7.4 Dialectique du mouvement

Les hauts murs du cloître de Clairvaux, fermé sur quatre côtés, symbolisent la claustration du moine comme du détenu. En effet, tout enfermement fixe dans des espaces délimités celui qui le choisit librement ou le subit. Si, de prime abord, monastères et prisons apparaissent comme des lieux figés, ils impliquent cependant des mouvements organisés, contraints et rythmés selon les moments de la journée : déplacements vers l’église, le réfectoire, le dortoir ou encore les lieux de travail… Nécessaire à ces institutions, le mouvement revêt cependant des valeurs contradictoires.

Dans la culture chrétienne médiévale, le mouvement a une signification négative. Participant du transitoire, de l’instable, du terrestre, il caractérise l’homme de chair et l’agitation du vice. Inversement, l’immobilité et les gestes suspendus et mesurés sont des signes de perfection et de souveraineté, dont témoignent les miniatures médiévales représentant abbés et moines.

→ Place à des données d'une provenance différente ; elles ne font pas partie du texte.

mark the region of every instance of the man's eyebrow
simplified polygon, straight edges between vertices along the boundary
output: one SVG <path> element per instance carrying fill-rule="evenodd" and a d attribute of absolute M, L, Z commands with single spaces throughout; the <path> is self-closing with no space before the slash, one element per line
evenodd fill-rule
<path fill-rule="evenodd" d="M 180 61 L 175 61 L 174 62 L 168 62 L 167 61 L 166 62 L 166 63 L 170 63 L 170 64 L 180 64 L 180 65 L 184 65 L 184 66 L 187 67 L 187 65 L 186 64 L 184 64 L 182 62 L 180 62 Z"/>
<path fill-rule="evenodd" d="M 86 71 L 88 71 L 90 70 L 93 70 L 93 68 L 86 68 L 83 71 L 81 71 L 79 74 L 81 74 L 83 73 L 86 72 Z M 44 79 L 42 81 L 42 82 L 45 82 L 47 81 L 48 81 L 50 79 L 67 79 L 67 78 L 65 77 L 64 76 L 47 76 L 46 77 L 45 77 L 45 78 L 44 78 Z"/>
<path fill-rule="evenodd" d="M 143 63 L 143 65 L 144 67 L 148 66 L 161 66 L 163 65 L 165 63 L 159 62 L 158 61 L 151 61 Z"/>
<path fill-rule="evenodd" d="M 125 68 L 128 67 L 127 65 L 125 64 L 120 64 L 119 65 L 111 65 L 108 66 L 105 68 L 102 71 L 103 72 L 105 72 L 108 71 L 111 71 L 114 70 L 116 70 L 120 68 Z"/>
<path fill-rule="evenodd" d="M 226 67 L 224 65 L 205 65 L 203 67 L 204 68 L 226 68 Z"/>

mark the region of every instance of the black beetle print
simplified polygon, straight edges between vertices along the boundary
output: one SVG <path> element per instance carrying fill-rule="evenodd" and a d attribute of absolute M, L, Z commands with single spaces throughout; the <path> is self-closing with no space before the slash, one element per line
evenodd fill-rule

Les moines promettent la stabilité, c’est-à-dire de rester leur vie durant attachés à leur monastère, pour gagner le salut par une vie commune et réglée de prières et de privations. Au contraire, les religieux vagabonds, dit gyrovagues, mettent en péril le salut de leur âme en errant d’un monastère à l’autre.

Cependant, la promesse de stabilité faite par les religieux ne signifie pas absence de mouvement : les moines se déplacent à l’intérieur du monastère et peuvent, sous certaines conditions, sortir de la clôture.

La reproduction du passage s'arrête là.